Vladimir Ponomaryov

Medal record

Men's athletics

Representing the Soviet Union

IAAF World Cup

European Indoor Championships

= Vladimir Ponomaryov (runner) =

Vladimir Ponomaryov (Владимир Иванович Пономарёв; born 10 August 1952) is a Russian former Soviet middle-distance runner. He represented his country at the 1976 Summer Olympics and was a seven-time Soviet national champion, four times outdoors.

Born in Razvilnoye in Rostov Oblast, he was a member of the Rostov-on-Don athletic club during his career. He came to national prominence with a 1000 metres win at the 1973 Soviet Indoor Athletics Championships. He went on to compete at the 1974 European Athletics Championships, where he narrowly missed a medal in fourth behind Finland's Markku Taskinen.

International success came in 1975 with bronze medals at the 1975 European Athletics Indoor Championships and the 1975 European Cup. He also reached the pinnacle of the sport at national level with an 800 m win at the 1975 Soviet Spartakiad. After a third-place finish over 800 metres at the Soviet Athletics Championships, he was selected to represent the Soviet Union at the 1976 Summer Olympics. He competed in the 800 m and 4 × 400 metres relay heats only.

Ponomaryov was dominant nationally in 1977, taking the 800 m indoor title and an 800/1500 metres double at the Soviet Championships.
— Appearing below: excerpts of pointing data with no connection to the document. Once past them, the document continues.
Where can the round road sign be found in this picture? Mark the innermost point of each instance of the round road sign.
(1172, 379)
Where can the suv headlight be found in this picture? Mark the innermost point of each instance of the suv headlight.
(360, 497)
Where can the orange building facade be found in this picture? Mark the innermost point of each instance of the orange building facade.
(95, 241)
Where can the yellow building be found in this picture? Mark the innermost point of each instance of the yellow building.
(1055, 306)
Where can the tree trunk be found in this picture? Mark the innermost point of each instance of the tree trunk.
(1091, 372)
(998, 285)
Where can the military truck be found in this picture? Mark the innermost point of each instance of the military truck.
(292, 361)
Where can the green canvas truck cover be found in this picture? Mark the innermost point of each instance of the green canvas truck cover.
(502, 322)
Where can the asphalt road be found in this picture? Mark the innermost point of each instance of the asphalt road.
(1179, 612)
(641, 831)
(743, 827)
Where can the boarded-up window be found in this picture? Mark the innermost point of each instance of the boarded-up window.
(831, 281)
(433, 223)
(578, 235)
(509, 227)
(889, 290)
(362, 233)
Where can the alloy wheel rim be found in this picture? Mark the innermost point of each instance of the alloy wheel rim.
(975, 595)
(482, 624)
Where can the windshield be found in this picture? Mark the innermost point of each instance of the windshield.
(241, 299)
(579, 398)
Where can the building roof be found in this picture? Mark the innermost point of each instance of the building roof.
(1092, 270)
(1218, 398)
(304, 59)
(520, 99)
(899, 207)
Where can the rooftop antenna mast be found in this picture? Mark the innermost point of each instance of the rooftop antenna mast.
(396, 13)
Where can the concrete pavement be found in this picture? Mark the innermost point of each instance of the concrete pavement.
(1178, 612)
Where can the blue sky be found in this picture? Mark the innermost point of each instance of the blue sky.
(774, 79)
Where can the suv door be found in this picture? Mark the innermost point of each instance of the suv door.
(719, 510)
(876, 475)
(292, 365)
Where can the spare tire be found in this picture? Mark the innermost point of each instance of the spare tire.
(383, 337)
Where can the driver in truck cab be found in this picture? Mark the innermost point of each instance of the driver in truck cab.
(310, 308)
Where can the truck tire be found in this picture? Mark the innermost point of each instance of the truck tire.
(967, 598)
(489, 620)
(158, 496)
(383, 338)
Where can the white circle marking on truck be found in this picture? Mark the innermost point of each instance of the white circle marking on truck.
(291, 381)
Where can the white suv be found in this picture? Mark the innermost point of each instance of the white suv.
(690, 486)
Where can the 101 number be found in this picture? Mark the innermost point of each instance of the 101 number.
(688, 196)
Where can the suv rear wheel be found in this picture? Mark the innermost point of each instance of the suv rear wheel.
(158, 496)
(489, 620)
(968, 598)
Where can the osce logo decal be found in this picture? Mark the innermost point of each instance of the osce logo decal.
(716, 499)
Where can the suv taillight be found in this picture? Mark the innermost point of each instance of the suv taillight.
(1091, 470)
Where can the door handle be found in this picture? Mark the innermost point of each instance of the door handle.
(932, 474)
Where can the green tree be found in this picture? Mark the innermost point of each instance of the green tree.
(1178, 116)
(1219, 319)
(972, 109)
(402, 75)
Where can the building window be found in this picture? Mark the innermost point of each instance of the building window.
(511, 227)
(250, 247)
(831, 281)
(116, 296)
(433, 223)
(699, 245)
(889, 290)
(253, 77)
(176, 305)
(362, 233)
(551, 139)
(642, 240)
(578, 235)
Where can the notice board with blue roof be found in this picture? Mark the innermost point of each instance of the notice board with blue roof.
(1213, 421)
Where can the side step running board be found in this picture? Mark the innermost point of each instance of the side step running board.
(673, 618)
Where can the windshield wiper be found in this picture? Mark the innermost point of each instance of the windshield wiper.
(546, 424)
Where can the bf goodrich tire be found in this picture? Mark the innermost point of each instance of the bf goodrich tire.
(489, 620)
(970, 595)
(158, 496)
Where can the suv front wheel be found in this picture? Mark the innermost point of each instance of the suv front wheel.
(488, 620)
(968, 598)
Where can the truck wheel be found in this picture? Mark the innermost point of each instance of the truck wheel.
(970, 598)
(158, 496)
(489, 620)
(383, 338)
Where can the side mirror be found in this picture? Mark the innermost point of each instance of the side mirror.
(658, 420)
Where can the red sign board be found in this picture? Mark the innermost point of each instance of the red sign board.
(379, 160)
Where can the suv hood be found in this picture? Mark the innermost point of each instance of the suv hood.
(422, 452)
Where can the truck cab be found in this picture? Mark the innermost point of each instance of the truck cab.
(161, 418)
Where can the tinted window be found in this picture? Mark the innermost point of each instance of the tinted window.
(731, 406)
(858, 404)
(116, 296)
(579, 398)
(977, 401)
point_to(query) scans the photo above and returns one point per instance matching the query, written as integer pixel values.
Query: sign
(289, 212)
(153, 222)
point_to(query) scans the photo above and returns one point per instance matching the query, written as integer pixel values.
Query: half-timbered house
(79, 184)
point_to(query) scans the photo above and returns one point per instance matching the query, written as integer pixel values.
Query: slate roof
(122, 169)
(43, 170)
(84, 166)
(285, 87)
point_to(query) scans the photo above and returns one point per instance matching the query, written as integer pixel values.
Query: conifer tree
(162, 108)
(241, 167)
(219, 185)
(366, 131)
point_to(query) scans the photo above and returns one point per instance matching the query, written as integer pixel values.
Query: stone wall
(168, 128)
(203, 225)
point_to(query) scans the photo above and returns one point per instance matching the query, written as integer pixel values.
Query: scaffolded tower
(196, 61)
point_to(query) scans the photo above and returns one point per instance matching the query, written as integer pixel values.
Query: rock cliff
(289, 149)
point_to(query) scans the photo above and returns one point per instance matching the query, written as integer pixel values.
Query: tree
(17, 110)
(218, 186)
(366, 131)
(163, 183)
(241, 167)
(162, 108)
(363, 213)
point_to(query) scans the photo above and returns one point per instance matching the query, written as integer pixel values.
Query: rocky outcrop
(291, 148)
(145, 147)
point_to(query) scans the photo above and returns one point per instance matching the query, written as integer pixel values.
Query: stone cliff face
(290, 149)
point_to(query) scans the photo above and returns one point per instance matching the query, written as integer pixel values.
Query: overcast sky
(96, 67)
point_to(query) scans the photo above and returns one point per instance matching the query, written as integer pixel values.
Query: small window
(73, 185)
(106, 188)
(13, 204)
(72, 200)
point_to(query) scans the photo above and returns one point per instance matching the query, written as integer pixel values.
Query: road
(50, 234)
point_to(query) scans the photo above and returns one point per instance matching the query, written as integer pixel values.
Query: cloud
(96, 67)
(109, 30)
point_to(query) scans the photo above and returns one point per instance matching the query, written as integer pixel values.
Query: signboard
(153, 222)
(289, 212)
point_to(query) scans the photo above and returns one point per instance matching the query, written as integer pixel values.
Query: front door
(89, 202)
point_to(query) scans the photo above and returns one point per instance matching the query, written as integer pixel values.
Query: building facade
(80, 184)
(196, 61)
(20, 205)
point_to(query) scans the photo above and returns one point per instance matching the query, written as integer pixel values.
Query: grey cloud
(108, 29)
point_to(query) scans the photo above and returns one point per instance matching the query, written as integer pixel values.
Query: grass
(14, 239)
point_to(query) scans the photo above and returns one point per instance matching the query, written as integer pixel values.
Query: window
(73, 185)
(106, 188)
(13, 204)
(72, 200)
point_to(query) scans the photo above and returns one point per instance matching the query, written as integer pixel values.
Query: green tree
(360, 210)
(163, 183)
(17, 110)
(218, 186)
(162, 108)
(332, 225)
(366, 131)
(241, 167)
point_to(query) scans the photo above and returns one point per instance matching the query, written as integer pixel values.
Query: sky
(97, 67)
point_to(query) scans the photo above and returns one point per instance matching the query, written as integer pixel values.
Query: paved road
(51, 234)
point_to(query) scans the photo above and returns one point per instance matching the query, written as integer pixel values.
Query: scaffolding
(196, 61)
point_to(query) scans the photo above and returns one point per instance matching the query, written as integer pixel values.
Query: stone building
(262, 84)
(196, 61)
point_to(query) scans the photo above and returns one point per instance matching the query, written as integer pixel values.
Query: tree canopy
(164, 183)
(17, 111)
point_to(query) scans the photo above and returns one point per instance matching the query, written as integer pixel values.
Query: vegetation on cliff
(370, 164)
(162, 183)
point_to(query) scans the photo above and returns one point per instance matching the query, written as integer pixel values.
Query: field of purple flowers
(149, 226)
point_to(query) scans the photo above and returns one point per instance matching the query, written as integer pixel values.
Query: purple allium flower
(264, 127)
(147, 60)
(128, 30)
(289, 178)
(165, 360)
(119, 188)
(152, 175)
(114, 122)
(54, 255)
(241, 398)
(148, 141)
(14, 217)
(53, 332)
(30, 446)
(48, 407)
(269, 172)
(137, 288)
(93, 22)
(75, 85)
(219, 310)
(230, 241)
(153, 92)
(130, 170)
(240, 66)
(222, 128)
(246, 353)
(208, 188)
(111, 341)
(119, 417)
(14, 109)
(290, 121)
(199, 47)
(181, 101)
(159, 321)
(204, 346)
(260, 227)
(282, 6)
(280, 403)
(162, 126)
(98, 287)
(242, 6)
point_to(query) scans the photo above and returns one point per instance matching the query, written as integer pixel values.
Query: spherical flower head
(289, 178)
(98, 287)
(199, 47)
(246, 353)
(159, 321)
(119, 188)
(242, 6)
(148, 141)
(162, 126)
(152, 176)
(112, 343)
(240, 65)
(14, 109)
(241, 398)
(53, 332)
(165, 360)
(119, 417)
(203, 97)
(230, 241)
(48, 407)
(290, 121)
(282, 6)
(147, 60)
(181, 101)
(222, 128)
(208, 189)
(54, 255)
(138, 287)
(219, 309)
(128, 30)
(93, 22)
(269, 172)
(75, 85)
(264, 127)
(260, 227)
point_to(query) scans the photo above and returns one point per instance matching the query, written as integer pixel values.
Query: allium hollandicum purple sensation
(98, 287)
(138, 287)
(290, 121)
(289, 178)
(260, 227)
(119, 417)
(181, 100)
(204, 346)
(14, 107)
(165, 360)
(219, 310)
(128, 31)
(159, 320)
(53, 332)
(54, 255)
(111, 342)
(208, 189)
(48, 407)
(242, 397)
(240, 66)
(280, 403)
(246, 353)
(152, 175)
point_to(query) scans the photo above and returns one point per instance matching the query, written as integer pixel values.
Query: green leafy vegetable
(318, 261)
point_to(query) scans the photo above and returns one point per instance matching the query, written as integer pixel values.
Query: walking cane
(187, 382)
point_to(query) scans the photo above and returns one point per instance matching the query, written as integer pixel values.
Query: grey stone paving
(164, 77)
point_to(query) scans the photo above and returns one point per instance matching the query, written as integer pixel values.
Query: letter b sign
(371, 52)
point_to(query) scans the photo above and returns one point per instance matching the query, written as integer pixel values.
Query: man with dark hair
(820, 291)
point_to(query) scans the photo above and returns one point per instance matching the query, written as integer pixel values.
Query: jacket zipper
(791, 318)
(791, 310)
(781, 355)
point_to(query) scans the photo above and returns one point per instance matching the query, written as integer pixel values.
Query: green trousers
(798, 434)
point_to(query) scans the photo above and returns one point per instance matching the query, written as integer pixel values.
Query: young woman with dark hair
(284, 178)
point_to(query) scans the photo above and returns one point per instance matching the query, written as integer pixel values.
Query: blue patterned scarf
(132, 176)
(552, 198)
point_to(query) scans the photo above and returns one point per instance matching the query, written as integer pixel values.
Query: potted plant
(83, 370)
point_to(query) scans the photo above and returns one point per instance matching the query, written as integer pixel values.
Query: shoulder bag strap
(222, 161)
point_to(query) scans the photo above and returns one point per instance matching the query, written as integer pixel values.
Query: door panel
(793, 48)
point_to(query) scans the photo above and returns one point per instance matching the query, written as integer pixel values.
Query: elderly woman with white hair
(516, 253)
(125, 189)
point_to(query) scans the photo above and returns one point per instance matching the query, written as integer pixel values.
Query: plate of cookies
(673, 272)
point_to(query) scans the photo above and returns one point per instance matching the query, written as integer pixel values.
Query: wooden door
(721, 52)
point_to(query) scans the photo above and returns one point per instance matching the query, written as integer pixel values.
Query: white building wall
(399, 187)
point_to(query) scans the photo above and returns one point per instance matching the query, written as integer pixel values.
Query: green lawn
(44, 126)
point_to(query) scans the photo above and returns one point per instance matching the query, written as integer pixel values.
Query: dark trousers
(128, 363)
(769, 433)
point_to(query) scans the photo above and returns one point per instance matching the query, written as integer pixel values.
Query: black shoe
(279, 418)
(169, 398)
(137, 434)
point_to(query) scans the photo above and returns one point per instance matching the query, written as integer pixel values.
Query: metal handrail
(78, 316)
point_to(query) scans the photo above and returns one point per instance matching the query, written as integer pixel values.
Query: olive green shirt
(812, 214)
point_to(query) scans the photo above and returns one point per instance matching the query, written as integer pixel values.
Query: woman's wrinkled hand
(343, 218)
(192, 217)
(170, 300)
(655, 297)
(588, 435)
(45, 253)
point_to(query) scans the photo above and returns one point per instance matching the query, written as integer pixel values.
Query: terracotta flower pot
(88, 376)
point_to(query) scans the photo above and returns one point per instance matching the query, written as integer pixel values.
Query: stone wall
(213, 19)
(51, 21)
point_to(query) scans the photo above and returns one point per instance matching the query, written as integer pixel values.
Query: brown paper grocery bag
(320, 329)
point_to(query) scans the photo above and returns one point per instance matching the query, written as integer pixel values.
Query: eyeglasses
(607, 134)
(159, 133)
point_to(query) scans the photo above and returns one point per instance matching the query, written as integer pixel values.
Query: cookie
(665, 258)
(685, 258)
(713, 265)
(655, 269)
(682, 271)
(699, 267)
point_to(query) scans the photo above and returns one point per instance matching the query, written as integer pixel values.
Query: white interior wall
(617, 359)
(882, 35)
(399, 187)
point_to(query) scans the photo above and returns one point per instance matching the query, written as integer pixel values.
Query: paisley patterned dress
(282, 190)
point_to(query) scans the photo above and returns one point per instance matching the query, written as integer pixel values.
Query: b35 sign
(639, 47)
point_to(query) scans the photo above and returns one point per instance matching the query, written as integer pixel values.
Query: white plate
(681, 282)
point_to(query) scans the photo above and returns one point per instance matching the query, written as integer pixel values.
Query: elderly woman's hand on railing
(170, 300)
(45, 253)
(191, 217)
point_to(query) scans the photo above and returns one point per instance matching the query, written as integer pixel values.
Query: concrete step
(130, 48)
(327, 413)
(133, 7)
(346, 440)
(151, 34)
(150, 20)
He was absent in the 1978 season but returned the following year to win his last national titles over 1500 m at the Soviet Indoor Championships and Spartakiad. In his last major international outing, he took his highest honour – a 1500 m silver medal at the 1979 IAAF World Cup behind West Germany's Thomas Wessinghage. He set a lifetime best of 3:37.9 minutes for the event that same year.

==Personal bests==
- 800 metres – 1:45.6 min (1976)
- 1000 metres – 2:17.5 min (1978)
- 1500 metres – 3:37.9 min (1979)
- 3000 metres – 7:52.1 min (1980)

All details from All-Athletics

==International competitions==
| 1974 | European Championships | Rome, Italy | 4th | 800 m | 1:46.02 |
| 1975 | European Indoor Championships | Katowice, Poland | 3rd | 800 m | 1:50.2 |
| European Cup | Nice, France | 3rd | 800 m | 1:47.64 | |
| 1976 | Olympic Games | Montreal, Canada | 3rd (heats) | 800 m | 1:48.59 |
| 6th (heats) | 4 × 400 m relay | 3:07.72 | | | |
| 1979 | IAAF World Cup | Montreal, Canada | 2nd | 1500 m | 3:46.13 |

| Year | Competition | Venue | Position | Event | Notes |
| 1974 | European Championships | Rome, Italy | 4th | 800 m | 1:46.02 |
| 1975 | European Indoor Championships | Katowice, Poland | 3rd | 800 m | 1:50.2 |
| European Cup | Nice, France | 3rd | 800 m | 1:47.64 |
| 1976 | Olympic Games | Montreal, Canada | 3rd (heats) | 800 m | 1:48.59 |
| 6th (heats) | 4 × 400 m relay | 3:07.72 |
| 1979 | IAAF World Cup | Montreal, Canada | 2nd | 1500 m | 3:46.13 |

==National titles==
- Soviet Athletics Championships
  - 800 m: 1975, 1977
  - 1500 m: 1977, 1979
- Soviet Indoor Athletics Championships
  - 800 m: 1977
  - 1000 m: 1973
  - 1500 m: 1979

==Notes==
- The athlete's name is also transliterated as Ponomaryev and Ponomarov.